Over the past five days, as much as 48.6 centimetres (19 inches) of rain has been dumped on towns across a vast region of the country. The volume of rain has pushed water levels in more than 60 rivers in southern China above warning levels. The level of the Xiangjiang river, a tributary of the Yangtze River that flows through Changsha, capital of Hunan province, exceeded the previous records set in a massive flood in 1998.

The water levels in Changsha rose so quickly that police were forced to use a most unlikely rescue vessel: a bright green inflatable turtle. "There weren't any boats available, so we had to improvise," the police said in a statement on their Weibo page. The South China Morning Post reported that 13 people were transferred to safety on the turtle's back over two hours.
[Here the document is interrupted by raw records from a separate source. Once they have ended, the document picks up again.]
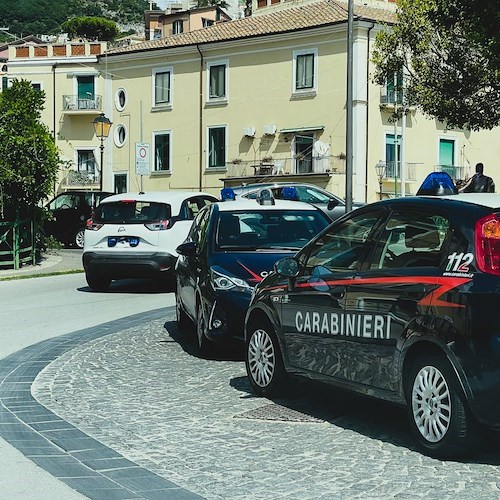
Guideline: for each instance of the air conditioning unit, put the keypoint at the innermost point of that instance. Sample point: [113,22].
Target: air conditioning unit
[249,131]
[269,129]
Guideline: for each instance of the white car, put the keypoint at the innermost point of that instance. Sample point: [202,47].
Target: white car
[135,235]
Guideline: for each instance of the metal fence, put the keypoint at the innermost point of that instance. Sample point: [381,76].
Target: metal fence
[17,243]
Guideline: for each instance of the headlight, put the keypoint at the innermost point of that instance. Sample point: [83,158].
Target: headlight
[224,282]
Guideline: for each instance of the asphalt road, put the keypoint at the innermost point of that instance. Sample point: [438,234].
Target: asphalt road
[138,388]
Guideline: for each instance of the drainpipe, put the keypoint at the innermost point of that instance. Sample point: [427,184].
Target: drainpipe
[200,118]
[54,66]
[367,108]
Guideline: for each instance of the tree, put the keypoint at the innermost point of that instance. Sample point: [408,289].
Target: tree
[449,51]
[29,159]
[91,28]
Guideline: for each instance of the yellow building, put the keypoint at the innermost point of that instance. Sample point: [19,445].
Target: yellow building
[248,100]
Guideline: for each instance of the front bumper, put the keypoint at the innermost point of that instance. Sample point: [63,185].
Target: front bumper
[120,266]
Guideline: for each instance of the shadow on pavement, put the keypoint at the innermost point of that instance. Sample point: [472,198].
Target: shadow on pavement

More than 11 million people in 11 southern provinces have been affected by floods, landslides and hailstorms, said China's Ministry of Civil Affairs. Collapsed levees in Hunan forced large-scale evacuations.

The Chinese government has disbursed 700 million yuan (£79m) in emergency aid to Zhejiang, Jiangxi, Hunan and Guizhou provinces to help those who have lost their homes or family members in the floods. The government has already sent 3,300 tents, 30,000 quilts and 24,000 camp beds to help displaced people in the four provinces, the Ministry of Civil Affairs added.

Dozens of flights at several airports serving major cities in the region including Chengdu, Changsha, Guangzhou, and Shenzhen were cancelled or delayed, stranding thousands of travellers. Trains also were halted, and roads were cut off to many towns and villages in the region. More rain is for the rest of this week in many of the areas that have already been badly hit.